Over 100 years ago, Ian Rosenberg was a small time jeweller with a young family to support. A single parent struggling to make ends meet, Rosenberg sold hand crafted jewellery door to door. Surprisingly, for such a well respected name, he first found success not in jewellery making, but by supplying quality silverware to the finest restaurants in Manchester.
Day after day, Ian would visit the biggest names in the industry, determined to show off the quality of his products but with little success. Then, by chance, one of Rosenberg’s jewellery clients, a man who had bought a pair of diamond earrings for his wife, approached him with an offer.
The man, a world famous chef, was in the process of opening a new restaurant in the capital but his cutlery supplier had pulled out at the last minute. Unimpressed by the designs he had seen in his competitor’s restaurants, the man wanted silverware which was elegant, classically designed and wouldn’t look dated in a year’s time.
Ian Rosenberg Jewellery was asked to produce 200 sets of handmade silver cutlery in just four weeks, a scale on which the company wasn’t used to operating. Desperate for money to support his family, Rosenberg accepted the contract. He and his family worked tirelessly night and day to meet the challenge. With even a little help from his small son, Kevin Rosenberg, the company managed to not only fulfil the order but to make a name for itself in the process.

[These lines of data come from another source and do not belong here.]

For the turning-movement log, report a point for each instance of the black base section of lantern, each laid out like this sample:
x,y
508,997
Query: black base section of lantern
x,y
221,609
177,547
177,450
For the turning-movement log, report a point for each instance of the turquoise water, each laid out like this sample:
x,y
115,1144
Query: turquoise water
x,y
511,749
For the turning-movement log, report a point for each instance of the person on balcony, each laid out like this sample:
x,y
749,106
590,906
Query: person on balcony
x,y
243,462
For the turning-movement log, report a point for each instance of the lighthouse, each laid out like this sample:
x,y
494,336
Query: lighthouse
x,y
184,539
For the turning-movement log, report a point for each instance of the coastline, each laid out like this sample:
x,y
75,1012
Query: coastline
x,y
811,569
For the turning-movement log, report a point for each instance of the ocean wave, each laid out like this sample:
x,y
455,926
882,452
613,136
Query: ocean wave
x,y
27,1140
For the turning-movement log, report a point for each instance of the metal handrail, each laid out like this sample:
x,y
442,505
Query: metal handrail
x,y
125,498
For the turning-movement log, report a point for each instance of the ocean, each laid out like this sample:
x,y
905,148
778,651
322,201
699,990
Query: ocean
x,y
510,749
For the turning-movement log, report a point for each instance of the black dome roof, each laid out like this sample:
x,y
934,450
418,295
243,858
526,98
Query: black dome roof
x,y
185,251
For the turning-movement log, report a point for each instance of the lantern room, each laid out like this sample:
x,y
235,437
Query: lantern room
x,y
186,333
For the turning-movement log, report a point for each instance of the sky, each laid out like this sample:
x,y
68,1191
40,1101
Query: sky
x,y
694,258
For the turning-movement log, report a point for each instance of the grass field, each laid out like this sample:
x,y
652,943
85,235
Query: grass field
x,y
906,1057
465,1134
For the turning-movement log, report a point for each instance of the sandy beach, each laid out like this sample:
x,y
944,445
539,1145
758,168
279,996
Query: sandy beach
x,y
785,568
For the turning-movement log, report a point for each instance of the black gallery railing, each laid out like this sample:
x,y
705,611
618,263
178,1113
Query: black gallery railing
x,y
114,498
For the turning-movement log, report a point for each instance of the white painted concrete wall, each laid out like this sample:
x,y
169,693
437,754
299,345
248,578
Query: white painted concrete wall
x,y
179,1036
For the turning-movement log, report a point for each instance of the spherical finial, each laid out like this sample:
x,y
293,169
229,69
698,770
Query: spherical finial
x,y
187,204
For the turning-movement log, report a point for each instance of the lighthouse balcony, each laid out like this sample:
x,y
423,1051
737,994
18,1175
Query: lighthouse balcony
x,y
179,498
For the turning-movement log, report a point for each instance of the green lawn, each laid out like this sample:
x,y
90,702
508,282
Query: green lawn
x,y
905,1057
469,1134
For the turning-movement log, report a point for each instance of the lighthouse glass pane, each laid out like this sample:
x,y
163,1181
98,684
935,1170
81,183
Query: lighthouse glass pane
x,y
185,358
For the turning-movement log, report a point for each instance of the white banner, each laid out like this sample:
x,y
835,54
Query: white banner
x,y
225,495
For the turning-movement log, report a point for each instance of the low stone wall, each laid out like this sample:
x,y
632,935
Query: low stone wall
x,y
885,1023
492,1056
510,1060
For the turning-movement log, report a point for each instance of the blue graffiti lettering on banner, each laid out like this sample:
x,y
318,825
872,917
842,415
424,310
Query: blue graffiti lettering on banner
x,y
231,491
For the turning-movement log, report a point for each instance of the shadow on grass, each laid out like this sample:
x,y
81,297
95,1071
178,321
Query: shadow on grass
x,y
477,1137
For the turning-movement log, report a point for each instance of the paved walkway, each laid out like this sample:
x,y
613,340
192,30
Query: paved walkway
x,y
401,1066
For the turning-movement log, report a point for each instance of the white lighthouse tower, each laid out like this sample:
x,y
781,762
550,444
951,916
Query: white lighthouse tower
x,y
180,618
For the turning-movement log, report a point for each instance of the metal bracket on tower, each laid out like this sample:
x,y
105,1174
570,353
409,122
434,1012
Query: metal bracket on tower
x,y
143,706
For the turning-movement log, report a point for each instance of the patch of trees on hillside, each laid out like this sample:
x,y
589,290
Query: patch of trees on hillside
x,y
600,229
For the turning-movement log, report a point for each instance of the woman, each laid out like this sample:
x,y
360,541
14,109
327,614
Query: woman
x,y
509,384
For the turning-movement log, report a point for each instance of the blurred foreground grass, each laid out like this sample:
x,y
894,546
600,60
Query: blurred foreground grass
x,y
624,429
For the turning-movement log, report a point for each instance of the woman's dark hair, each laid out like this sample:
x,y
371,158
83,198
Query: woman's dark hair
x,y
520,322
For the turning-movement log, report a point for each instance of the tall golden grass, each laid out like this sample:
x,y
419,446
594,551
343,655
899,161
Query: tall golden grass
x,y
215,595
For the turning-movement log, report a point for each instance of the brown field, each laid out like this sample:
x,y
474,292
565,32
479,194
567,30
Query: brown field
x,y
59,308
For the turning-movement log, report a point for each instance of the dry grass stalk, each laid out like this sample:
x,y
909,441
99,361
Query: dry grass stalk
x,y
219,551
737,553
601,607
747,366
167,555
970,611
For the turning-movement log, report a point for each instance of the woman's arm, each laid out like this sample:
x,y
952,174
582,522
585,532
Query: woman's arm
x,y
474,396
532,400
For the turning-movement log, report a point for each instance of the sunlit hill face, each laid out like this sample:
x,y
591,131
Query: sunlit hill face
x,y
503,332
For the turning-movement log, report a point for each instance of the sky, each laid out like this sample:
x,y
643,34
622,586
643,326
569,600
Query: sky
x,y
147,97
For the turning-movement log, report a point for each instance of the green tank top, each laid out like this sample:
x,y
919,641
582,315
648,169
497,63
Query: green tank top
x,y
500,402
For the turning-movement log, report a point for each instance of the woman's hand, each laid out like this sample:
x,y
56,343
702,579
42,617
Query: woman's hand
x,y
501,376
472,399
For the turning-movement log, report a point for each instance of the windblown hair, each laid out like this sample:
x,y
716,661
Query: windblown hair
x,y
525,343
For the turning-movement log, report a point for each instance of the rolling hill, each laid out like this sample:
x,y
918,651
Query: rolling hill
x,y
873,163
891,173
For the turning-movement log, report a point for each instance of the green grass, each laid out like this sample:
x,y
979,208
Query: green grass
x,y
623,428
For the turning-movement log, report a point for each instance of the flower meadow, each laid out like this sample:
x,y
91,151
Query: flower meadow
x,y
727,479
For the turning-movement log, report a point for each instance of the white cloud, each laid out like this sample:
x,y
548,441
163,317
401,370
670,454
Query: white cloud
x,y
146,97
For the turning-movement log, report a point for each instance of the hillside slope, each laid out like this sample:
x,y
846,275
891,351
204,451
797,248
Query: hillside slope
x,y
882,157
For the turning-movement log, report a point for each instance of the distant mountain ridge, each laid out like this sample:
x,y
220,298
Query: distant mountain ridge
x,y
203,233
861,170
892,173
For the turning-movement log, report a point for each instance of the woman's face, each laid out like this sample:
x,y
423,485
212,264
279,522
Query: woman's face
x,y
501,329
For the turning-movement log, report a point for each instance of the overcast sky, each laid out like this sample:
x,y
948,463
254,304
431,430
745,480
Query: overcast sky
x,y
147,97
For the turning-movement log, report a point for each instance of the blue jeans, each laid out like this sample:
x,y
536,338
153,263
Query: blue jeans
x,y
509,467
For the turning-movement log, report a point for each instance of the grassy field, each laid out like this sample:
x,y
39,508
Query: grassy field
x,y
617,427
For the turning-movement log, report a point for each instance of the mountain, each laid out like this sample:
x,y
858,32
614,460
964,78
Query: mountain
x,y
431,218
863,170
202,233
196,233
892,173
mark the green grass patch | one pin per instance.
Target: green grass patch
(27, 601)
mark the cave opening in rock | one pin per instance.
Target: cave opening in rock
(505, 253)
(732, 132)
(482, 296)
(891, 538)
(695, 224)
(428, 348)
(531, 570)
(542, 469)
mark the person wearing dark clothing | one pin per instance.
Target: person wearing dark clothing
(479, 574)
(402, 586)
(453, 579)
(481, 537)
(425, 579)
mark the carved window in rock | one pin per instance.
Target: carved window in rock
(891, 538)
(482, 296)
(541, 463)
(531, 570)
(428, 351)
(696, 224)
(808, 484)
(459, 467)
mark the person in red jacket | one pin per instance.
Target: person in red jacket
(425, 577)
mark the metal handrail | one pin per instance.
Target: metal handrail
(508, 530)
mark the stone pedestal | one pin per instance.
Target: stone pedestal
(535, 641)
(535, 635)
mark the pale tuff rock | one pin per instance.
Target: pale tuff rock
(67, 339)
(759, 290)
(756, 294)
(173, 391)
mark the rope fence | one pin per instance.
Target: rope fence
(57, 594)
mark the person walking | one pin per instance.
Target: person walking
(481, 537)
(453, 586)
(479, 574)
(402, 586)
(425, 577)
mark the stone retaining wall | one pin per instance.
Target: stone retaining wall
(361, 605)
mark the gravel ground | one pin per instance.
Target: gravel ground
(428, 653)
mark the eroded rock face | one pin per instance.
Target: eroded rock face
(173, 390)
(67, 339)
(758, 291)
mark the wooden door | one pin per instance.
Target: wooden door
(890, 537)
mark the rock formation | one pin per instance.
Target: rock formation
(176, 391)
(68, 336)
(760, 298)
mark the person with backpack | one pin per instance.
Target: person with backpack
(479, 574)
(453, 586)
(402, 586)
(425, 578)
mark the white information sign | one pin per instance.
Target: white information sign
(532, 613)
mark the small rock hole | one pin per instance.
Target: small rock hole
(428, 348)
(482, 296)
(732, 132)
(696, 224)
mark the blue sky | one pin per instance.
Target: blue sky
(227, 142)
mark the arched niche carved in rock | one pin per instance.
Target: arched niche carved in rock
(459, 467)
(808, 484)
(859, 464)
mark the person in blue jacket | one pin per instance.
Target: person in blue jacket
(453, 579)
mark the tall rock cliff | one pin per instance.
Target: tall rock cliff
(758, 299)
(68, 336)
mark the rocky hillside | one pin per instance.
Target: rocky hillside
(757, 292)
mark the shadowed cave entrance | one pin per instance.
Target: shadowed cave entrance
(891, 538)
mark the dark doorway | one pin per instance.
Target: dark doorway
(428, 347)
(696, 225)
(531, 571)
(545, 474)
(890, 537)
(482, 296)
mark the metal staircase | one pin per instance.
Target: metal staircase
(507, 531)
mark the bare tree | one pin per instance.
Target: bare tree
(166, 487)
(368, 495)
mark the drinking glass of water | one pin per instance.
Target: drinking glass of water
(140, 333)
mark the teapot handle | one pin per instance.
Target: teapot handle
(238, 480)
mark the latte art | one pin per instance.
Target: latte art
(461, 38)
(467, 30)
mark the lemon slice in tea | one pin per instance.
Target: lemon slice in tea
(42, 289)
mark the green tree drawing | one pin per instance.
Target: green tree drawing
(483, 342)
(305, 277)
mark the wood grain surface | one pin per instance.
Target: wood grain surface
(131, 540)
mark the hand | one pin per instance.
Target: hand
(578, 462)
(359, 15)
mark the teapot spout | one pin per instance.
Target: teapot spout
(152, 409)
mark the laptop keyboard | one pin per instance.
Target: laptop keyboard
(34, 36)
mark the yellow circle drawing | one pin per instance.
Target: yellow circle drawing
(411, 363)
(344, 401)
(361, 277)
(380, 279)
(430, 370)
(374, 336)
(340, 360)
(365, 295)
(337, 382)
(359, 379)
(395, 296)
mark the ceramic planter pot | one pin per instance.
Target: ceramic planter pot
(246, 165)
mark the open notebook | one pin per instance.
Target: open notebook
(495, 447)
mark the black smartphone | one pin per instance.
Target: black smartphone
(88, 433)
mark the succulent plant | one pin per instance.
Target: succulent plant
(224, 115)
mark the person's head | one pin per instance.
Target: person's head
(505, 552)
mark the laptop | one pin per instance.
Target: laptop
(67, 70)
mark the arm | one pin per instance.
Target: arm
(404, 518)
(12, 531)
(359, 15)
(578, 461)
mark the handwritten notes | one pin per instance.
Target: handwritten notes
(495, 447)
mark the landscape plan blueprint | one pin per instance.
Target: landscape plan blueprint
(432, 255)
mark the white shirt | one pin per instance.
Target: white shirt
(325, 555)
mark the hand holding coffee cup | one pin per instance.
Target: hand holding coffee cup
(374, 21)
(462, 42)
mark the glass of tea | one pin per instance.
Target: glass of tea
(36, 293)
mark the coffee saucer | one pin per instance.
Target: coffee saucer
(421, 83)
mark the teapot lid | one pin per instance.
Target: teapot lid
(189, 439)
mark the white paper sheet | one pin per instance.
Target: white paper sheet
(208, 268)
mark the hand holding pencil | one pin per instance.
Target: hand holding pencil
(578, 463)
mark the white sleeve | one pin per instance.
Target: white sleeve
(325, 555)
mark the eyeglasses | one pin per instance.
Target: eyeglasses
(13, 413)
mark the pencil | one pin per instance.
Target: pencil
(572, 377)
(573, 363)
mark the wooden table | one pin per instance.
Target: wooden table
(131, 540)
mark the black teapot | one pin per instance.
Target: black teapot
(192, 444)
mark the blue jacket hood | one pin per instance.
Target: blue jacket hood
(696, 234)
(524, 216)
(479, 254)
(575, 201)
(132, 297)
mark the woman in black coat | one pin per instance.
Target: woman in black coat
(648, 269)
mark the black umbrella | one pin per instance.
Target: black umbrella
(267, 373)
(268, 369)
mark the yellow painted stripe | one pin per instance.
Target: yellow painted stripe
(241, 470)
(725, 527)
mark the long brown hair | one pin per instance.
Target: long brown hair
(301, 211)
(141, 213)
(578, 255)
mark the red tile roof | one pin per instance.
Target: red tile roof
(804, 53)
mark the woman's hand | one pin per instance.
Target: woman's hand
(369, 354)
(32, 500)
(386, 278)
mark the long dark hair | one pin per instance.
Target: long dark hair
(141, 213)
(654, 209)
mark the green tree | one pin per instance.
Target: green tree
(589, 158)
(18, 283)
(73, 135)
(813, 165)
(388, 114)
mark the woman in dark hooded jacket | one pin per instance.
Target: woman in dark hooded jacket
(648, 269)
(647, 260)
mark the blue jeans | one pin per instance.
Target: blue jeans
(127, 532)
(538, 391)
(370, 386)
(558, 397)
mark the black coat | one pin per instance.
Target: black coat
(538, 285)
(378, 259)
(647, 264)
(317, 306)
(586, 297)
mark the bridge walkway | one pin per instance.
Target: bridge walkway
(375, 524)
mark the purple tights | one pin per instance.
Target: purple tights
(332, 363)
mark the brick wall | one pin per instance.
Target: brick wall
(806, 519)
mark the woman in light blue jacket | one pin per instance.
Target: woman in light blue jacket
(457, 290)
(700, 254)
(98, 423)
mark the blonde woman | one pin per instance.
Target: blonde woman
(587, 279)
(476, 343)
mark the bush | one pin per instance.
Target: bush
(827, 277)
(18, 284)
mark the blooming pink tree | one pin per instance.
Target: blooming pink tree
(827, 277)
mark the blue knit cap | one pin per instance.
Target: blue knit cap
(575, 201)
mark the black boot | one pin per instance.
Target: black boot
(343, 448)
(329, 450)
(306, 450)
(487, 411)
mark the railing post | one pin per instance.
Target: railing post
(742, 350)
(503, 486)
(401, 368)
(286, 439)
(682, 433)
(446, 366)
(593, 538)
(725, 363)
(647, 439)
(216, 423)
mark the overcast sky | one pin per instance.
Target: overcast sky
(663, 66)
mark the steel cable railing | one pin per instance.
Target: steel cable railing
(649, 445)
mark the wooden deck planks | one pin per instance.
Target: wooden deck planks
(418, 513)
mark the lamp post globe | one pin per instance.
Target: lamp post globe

The restaurant instantly became one the most exclusive and desirable places to eat in the north of England. Diners came from around the world and tables were booked months in advance and the elegance of Rosenberg’s designs proved to be extremely popular with restaurant owners and diners alike. Rather than poor quality mass produced cutlery, Ian Rosenberg’s jewellery making skills and attention to detail had given him the edge in a competitive market.
In fact, three months after the restaurant had opened; it placed an order with Ian Rosenberg for an order twice as big as the first. Some of the diners had taken such a liking to the cutlery that entire sets were going missing each week. The restaurant even started checking the pockets of staff if their tables were looking a little bare at the end of the evening’s service.
The success of his cutlery business allowed Rosenberg to hire more staff and enabled him to focus more on his passion for jewellery making. The company has moved to several premises over the years but Rosenberg continued to refine his craft as a jeweller in the workshop behind the family home in Manchester, until his death in 1984.
As a boy, Ian Rosenberg sat for hours watching his father, a keen watchmaker, working in silence with the wireless playing in the background. He would watch his father’s hands, amazed at the skill and concentration required to make something so small and delicate. The range of products his company offers may have expanded in recent years but the appreciation of simplicity and skill are still the trademark characteristics for which Ian Rosenberg Jewellery is famous today.